Habitat for polar bears is abundant worldwide as the prime feeding season passes its peak and mating season for sexually mature bears winds down.

JR1_1266.tif

Battle among polar bear males for the right to mate, from this 2011 DailyMail story here.

There is much more ice than usual around Svalbard in the Barents Sea and off Newfoundland and southern Labrador, home to ‘Davis Strait’ bears. There have been no media reports of polar bears onshore anywhere (since the third week of April in Newfoundland and late January in Svalbard).
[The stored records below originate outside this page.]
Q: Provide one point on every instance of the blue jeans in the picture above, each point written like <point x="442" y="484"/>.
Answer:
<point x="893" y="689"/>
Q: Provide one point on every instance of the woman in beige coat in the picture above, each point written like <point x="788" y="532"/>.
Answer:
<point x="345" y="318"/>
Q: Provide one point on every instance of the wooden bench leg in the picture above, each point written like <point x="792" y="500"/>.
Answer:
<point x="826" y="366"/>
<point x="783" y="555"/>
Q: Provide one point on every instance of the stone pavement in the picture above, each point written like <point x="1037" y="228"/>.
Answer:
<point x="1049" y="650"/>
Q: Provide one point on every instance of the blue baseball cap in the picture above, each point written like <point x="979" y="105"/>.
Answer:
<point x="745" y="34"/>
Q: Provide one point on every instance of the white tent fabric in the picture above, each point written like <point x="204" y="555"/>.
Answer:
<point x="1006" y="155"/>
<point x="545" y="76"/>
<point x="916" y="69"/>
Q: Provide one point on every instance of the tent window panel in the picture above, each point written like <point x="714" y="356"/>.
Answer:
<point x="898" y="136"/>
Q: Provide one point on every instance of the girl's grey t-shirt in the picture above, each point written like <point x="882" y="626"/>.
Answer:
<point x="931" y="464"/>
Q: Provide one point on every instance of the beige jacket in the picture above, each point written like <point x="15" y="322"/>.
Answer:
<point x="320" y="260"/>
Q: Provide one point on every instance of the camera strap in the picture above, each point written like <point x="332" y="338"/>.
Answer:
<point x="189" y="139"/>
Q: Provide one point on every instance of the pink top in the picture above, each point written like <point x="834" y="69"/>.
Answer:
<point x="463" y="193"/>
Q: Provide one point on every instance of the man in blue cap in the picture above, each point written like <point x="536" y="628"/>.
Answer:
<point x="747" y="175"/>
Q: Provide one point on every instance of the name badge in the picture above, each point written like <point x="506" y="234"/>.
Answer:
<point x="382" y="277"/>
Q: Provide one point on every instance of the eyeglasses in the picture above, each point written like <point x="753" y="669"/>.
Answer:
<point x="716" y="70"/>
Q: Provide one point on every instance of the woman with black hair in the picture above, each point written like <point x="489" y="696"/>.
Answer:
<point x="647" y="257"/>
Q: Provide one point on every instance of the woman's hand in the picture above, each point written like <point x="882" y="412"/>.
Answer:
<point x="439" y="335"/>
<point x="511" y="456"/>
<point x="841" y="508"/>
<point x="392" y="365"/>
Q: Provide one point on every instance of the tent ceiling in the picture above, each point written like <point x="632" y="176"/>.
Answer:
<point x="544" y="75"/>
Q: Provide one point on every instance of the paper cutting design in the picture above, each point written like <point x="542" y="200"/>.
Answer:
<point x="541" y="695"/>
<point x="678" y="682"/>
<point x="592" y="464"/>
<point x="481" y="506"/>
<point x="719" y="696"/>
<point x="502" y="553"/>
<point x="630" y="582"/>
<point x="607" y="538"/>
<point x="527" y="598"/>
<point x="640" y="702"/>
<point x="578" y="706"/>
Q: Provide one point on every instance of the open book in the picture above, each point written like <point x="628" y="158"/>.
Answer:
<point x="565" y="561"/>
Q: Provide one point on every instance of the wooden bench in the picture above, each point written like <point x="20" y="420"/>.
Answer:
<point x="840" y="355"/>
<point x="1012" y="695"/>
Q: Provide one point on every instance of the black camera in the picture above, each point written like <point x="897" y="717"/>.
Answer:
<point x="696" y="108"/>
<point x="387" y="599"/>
Sea ice map below for 12 May 2017:

Svalbard ice extent 2017 May 12_NIS

Compare the extent and concentration of ice around Svalbard above (at 12 May 2017) to conditions that prevailed on the same date in 2015 (below), considered a “good ice” year for local polar bears (and the year of the last population size count which registered an increase over the 2004 count):

Svalbard ice extent 2015 May 12_NIS

There hasn’t been this much ice in the area at this point in the season for many years, especially to the north of Svalbard, and levels since late April have been above even the long-term average (disregard the huge downward blip, which is clearly a sensor malfunction of some kind):

Svalbard ice extent 2017 May 12 graph_NIS

In fact, ice is pretty solid throughout the Barents Sea and East Greenland at this time:

Barents Sea ice extent 2017 May 12_NIS

Across the Atlantic, the situation is similar, with unseasonably heavy sea ice off eastern North America and the Southern Beaufort Sea.